Goldman Sachs: Who Will Be the Long-Term Winner Among China's AI Large Models

Taylor Wilson
Published todayAbout 12 min read

Goldman Sachs published a 50-page deep dive concluding that China's open-source large models now rival the world's best proprietary ones, projecting API and subscription revenue to hit RMB 879 billion by 2030 — a roughly 25× increase from 2026 — and naming Zhipu and DeepSeek as the strongest-positioned foundation-model players.

01

How did China close the gap with a fraction of the parameters?

China's open-source models range from 200 billion to 1.6 trillion parameters — just 2% to 10% of global frontier models. The core constraint: restricted access to top-end training chips.
Mixture-of-Experts architecture (MoE — a design that activates only a small slice of parameters per query) and sparse attention cut active parameters to 3%–5% of the total. This means → near-frontier intelligence on roughly one-tenth the hardware.
Meituan's LongCat 2.0, released June 30, is a milestone: the first Chinese 1.6-trillion-parameter open-source MoE model trained entirely on 50,000 domestic AI chips, proving local hardware can handle compute-intensive pre-training.
02

What does the market look like, and where does the money come from?

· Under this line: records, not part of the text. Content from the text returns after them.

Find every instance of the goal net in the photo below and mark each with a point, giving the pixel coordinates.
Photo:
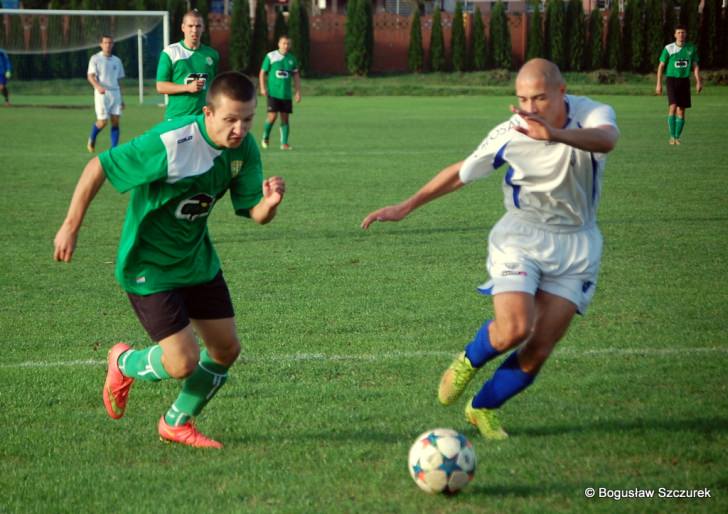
(50, 44)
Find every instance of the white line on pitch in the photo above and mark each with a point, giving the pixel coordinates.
(373, 357)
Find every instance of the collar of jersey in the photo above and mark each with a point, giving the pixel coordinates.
(200, 119)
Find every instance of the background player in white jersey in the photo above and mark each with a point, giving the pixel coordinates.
(104, 72)
(544, 253)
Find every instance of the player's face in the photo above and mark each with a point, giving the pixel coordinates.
(230, 121)
(284, 44)
(536, 97)
(192, 28)
(106, 45)
(680, 37)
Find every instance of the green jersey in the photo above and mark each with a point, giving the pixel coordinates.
(679, 60)
(181, 65)
(280, 69)
(176, 174)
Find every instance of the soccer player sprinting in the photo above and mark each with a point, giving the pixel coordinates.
(679, 59)
(104, 72)
(185, 68)
(279, 69)
(544, 253)
(176, 172)
(6, 71)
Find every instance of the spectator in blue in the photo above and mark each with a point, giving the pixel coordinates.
(6, 71)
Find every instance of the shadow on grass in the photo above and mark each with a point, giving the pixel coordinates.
(710, 425)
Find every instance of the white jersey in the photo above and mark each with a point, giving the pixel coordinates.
(552, 185)
(108, 70)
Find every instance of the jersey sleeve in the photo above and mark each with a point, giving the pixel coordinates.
(142, 160)
(164, 68)
(489, 155)
(246, 189)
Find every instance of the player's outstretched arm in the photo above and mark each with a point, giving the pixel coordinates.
(88, 185)
(446, 181)
(273, 190)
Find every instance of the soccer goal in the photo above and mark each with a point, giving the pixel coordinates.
(47, 32)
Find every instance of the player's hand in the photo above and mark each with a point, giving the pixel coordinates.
(536, 127)
(389, 213)
(273, 190)
(64, 244)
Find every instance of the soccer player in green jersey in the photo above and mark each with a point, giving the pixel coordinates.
(185, 68)
(176, 173)
(279, 68)
(679, 58)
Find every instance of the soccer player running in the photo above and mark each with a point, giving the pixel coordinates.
(167, 264)
(544, 253)
(276, 72)
(104, 72)
(6, 71)
(185, 68)
(679, 58)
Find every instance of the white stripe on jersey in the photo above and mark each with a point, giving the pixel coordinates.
(188, 154)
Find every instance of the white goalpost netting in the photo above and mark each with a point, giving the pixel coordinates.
(48, 32)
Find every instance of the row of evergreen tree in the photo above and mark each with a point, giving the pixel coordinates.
(573, 40)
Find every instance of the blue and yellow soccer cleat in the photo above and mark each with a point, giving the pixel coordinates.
(455, 378)
(486, 421)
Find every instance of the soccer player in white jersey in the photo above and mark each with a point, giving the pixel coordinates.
(104, 72)
(544, 253)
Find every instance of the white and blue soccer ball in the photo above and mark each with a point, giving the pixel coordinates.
(442, 460)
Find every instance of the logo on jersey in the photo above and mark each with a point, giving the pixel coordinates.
(196, 76)
(235, 167)
(196, 207)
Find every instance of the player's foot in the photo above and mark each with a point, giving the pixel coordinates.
(117, 386)
(486, 421)
(455, 378)
(185, 434)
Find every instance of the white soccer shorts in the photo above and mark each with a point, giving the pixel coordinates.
(524, 258)
(108, 104)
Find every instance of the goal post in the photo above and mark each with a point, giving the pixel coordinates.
(44, 32)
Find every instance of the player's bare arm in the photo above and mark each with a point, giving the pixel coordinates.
(88, 185)
(274, 188)
(446, 181)
(600, 139)
(170, 88)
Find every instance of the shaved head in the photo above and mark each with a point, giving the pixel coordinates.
(541, 69)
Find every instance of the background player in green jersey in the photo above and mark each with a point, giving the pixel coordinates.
(176, 172)
(679, 58)
(278, 69)
(185, 68)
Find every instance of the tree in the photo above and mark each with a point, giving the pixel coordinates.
(554, 33)
(437, 44)
(595, 59)
(457, 40)
(240, 36)
(614, 40)
(280, 28)
(534, 46)
(479, 46)
(576, 40)
(298, 31)
(415, 53)
(500, 37)
(259, 43)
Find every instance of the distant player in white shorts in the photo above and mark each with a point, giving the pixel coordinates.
(544, 254)
(104, 72)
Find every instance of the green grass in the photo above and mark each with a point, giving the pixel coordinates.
(346, 332)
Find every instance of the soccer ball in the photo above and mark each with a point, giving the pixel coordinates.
(442, 460)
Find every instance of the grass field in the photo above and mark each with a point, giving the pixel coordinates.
(346, 332)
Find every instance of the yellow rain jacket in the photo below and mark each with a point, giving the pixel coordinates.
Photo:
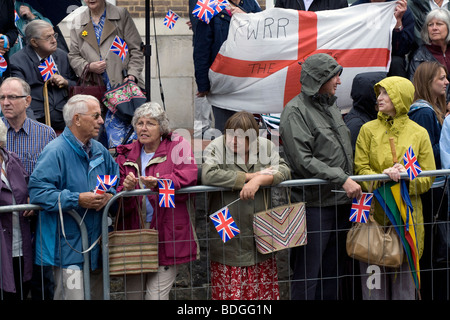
(373, 151)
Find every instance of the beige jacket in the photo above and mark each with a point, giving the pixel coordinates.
(84, 48)
(222, 168)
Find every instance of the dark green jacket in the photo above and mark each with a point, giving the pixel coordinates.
(223, 168)
(315, 138)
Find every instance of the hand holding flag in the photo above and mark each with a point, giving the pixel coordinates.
(166, 193)
(3, 65)
(411, 164)
(170, 19)
(47, 68)
(224, 223)
(104, 183)
(205, 10)
(361, 208)
(119, 47)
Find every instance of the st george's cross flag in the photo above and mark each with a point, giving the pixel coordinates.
(257, 68)
(224, 223)
(119, 47)
(104, 183)
(166, 193)
(47, 68)
(361, 208)
(411, 164)
(170, 19)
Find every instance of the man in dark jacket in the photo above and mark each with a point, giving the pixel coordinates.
(207, 42)
(316, 5)
(402, 36)
(317, 145)
(41, 43)
(7, 29)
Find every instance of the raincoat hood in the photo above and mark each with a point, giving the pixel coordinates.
(401, 93)
(316, 71)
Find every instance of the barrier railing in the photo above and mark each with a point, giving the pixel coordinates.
(201, 188)
(190, 190)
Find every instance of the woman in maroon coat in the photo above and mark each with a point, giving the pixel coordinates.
(158, 154)
(15, 235)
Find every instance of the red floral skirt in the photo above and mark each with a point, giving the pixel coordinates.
(257, 282)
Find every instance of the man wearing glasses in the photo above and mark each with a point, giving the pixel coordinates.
(42, 48)
(63, 180)
(27, 138)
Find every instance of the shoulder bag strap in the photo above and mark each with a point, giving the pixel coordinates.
(46, 104)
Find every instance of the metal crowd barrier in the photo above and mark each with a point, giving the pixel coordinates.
(202, 188)
(193, 189)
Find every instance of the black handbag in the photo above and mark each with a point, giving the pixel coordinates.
(123, 99)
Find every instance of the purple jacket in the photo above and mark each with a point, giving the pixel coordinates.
(18, 180)
(172, 160)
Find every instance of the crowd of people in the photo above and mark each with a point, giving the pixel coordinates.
(56, 166)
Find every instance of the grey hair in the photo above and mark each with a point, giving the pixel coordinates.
(76, 104)
(26, 90)
(3, 131)
(34, 29)
(438, 14)
(155, 111)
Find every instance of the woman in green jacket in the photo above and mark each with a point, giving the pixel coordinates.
(244, 162)
(373, 156)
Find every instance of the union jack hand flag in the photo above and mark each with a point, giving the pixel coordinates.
(224, 223)
(166, 193)
(119, 47)
(361, 208)
(3, 65)
(104, 183)
(170, 19)
(47, 68)
(411, 164)
(205, 10)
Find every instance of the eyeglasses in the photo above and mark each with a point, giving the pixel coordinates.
(11, 97)
(93, 115)
(48, 38)
(140, 125)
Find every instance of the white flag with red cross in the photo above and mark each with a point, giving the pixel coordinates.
(257, 67)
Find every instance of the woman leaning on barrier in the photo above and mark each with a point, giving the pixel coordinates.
(158, 154)
(15, 235)
(244, 162)
(373, 156)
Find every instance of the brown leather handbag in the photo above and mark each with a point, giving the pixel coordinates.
(89, 83)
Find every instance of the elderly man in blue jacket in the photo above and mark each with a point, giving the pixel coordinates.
(65, 175)
(41, 44)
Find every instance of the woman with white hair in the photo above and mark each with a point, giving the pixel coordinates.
(157, 154)
(16, 262)
(435, 36)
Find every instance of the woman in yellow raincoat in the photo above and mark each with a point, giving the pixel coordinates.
(373, 156)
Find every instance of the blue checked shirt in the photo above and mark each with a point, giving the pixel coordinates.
(29, 141)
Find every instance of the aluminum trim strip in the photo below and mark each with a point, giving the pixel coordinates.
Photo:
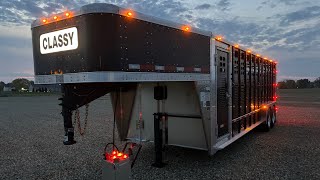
(90, 77)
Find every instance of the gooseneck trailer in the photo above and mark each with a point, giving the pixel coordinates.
(169, 83)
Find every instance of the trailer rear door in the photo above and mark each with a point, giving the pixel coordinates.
(222, 90)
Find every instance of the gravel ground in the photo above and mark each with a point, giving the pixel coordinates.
(31, 133)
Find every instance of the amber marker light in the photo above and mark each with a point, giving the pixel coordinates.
(129, 14)
(219, 38)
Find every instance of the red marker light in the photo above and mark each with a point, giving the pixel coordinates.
(129, 14)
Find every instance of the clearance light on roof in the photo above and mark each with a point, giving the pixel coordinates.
(219, 38)
(186, 28)
(129, 14)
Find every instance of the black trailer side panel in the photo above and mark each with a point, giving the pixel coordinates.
(110, 42)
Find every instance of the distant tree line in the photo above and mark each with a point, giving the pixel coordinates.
(301, 83)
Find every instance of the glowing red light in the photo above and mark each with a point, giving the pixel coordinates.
(129, 14)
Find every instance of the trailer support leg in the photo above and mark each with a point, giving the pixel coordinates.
(158, 141)
(68, 128)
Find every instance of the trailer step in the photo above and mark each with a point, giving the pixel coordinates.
(220, 146)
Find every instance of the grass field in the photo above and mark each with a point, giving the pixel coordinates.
(31, 131)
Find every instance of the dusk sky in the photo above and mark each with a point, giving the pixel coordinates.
(285, 30)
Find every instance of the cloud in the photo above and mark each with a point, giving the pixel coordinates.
(288, 37)
(301, 15)
(203, 6)
(224, 5)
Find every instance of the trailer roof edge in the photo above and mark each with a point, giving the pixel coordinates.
(110, 8)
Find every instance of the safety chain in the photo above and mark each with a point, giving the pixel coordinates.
(77, 120)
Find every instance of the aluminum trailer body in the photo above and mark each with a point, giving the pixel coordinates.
(169, 83)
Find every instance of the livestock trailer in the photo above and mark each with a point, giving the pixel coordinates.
(170, 83)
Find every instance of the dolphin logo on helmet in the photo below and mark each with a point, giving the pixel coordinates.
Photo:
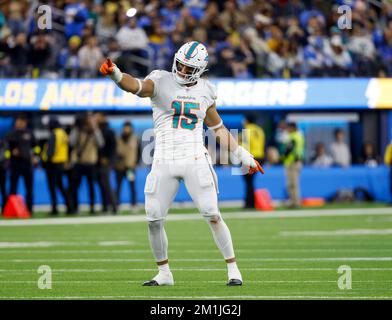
(193, 55)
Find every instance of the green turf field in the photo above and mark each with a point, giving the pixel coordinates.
(282, 255)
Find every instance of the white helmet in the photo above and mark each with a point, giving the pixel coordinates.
(194, 55)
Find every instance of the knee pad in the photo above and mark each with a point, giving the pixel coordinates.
(153, 209)
(155, 225)
(212, 218)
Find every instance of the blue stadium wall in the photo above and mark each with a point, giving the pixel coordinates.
(314, 183)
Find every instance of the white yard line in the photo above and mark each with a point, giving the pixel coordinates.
(83, 270)
(192, 216)
(190, 281)
(198, 259)
(343, 232)
(213, 251)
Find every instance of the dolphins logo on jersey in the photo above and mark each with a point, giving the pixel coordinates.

Goldman describes a "two-tier structure." The premium tier — led by Zhipu's GLM5.2 and Alibaba's Qwen3.7 Max — prices at roughly $1 per million tokens, with inference gross margins of 10%–20%. U.S. frontier models charge $4–8; China's premium tier sits at 10%–25% of that.
The value tier targets agentic tasks at $0.06–0.2 per million tokens, aimed at price-sensitive SMEs and individual users globally. MiniMax draws 60%–70% of its revenue from overseas.
Goldman forecasts China AI model API and subscription revenue will grow from RMB 35 billion in 2026 to RMB 879 billion by 2030, with daily token consumption rising from 3.5 quadrillion to 46 quadrillion. In plain terms = a 25× jump in four years, betting that businesses and consumers treat AI like a utility.
03

If open-source is free, how do these companies make money?

Alibaba's Qwen, DeepSeek, Zhipu's GLM, and MiniMax's M3 all use open-source or open-weight approaches. ByteDance's Seed models are the main exception — fully proprietary.
Goldman flags that disclosed ARR figures likely significantly understate actual deployment. Zhipu targets $1 billion ARR by end-2026, but Alibaba Cloud's Bailian platform can host the open-source GLM5.2 without paying Zhipu a cent. This means → the model is widely used, but the revenue doesn't all flow back to the model company.
Goldman expects a gradual shift to "open weights + community license" — commercial users must sign revenue-sharing agreements. MiniMax's M-series already does this. In plain terms = moving from "use it for free" to "use it, but share the profits."
04

How does Goldman rank these companies?

Goldman built a three-dimensional framework: ARR scale × gross-margin advantage + financial strength, examining pricing power, cost advantage, and cash on hand.
In foundation text models: Zhipu (initiating coverage, neutral, target valuation $110 billion) and DeepSeek (unlisted) are positioned strongest. Combined implied valuation for independent AI model companies exceeds $200 billion.
In multimodal / video generation: ByteDance leads with Seedance — reported gross margins of 70% and an ARR run-rate above $2 billion.
05

Which stocks does Goldman rate Buy?

MiniMax: Buy rating maintained, target price HK$860. The M3 model sits in the high-token-volume, attractive-pricing quadrant, and the current valuation is only 13× end-2026 ARR — a clear discount to Chinese and global peers.
Kuaishou: Buy rating maintained. Goldman expects the stock to benefit in H2 2026 from breakthroughs combining video generation with large language models, plus healthy pricing from tight supply.
This reflects Goldman's deeper thesis: the real differentiator in the next phase is not who offers the cheapest token, but who delivers the most real-world output per unit of cost — one data point shows heavy enterprise AI users consumed 10× the tokens but lifted output by only .

Content is for reference only, not financial advice.